Dann klappt's auch bei Dateinamen Leerzeichen und àhnlichem Zeugs.

Einziges Manko: Apostrophe "'" in Dateinamen werden nicht korrekt
behandelt. Sauberes Quoting ist in Shellscripen schon eine Qual,
aber in Makefiles nahezu unmöglich. :-(



Da make sowieso offenbar keinen ernsthaften Quoting-Mechanismus hat, mit
dem man Namen mit Leerzeichen drin erstmal überhaupt angeben könnte, ist
das ziemlich egal.

Beispiel mit GNU make:
testq: 'foo.t bar.t'
testqq: "foo.t bar.t"
testbs: foo.t\ bar.t
%.t:
echo $@

GNU make akzeptiert nur den dritten Fall als Dateiname mit Leerzeichen drin:
royale:~ > make testq
echo 'foo.t
/bin/sh: -c: line 0: unexpected EOF while looking for matching `''
/bin/sh: -c: line 1: syntax error: unexpected end of file
make: *** ['foo.t] Error 2

royale:~ > make testqq
echo "foo.t
/bin/sh: -c: line 0: unexpected EOF while looking for matching `"'
/bin/sh: -c: line 1: syntax error: unexpected end of file
make: *** ["foo.t] Error 2

royale:~ > make testbs
echo foo.t bar.t
foo.t bar.t

Borland Make (zugegebenermaßen nicht ontopic hier, aber manchmal will
man ja portabel sein) hingegen akzeptiert den zweiten als einzelnen
Namen, den ersten und den dritten hingegen als zwei Namen:
royale:~ > cat Makefile
testq: 'foo.t bar.t'
testqq: "foo.t bar.t"
testbs: foo.t\ bar.t
"foo.t bar.t":
echo qq $*
'foo.t bar.t':
echo q $*
foo.t\ bar.t:
echo bs $*

royale:~ > bmake testq
MAKE Version 5.2 Copyright (c) 1987, 2000 Borland
echo q 'foo
q foo
echo q bar
q bar

royale:~ > bmake testqq
MAKE Version 5.2 Copyright (c) 1987, 2000 Borland
echo qq "foo.t bar"
qq foo.t bar

royale:~ > bmake testbs
MAKE Version 5.2 Copyright (c) 1987, 2000 Borland
echo bs foo.t\
bs foo.t\
echo bs bar
bs bar

Das fliegt einem nur deshalb nicht so oft um die Ohren, weil die
meisten Programmierer 'harmlose' Dateinamen wàhlen. ;-)
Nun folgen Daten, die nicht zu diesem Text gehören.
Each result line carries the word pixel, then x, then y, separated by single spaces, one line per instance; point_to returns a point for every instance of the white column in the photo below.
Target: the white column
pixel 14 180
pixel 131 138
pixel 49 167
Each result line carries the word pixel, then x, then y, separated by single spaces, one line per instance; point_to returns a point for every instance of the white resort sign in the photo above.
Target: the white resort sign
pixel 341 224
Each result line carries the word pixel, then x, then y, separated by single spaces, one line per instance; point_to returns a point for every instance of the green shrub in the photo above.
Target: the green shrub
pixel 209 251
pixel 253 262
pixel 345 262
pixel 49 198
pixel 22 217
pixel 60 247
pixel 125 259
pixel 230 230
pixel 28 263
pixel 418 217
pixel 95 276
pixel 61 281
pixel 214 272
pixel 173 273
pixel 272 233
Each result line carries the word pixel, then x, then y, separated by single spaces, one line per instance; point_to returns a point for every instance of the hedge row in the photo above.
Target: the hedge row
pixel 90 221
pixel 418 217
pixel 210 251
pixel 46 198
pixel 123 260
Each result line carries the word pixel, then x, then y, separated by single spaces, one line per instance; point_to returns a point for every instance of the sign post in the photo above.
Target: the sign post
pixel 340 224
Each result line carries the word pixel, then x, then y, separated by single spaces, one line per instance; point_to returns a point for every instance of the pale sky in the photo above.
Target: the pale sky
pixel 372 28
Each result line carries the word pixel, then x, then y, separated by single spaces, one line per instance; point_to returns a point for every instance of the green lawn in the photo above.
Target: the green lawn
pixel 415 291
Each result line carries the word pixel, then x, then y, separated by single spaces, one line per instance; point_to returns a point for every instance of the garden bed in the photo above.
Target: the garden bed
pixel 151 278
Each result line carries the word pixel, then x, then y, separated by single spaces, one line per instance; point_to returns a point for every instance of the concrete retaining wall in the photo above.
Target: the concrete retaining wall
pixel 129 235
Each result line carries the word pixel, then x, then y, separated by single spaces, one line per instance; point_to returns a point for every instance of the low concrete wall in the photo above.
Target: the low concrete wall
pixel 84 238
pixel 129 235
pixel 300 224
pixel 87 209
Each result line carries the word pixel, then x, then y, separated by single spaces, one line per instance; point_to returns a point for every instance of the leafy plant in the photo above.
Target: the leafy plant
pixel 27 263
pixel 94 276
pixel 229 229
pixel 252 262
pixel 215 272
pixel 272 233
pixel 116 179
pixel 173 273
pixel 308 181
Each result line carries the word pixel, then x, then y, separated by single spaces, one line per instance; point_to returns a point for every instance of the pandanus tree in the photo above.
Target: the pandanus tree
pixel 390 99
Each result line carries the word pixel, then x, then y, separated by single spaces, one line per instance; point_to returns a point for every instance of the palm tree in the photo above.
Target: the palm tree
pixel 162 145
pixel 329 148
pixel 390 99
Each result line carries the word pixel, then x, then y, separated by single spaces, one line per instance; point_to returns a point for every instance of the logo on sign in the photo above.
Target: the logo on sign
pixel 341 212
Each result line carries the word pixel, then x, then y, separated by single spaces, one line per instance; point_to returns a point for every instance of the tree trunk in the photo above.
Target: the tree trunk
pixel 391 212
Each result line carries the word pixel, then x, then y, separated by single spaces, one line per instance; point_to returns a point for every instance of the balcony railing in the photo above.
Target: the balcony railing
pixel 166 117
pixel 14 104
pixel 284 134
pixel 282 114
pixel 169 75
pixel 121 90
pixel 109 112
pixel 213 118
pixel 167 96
Die meisten Programmiersprachen erlauben nur [A-Za-z0-9_] für
Bezeichner, also gibt es nicht wirklich Gründe, die Dateinamen aus einem
wesentlich größeren Zeichenvorrat zu bilden. Schon Bindestriche sind bei
den Borland-Tools problematisch.
royale:~ > tlib foo.lib +bla-blub.obj
TLIB 4.5 Copyright (c) 1987, 1999 Inprise Corporation
Warning: 'bla.OBJ' file not found
Warning: 'blub' not found in library
(das ist das Äquivalent zu 'ar a foo.a bla-blub.o').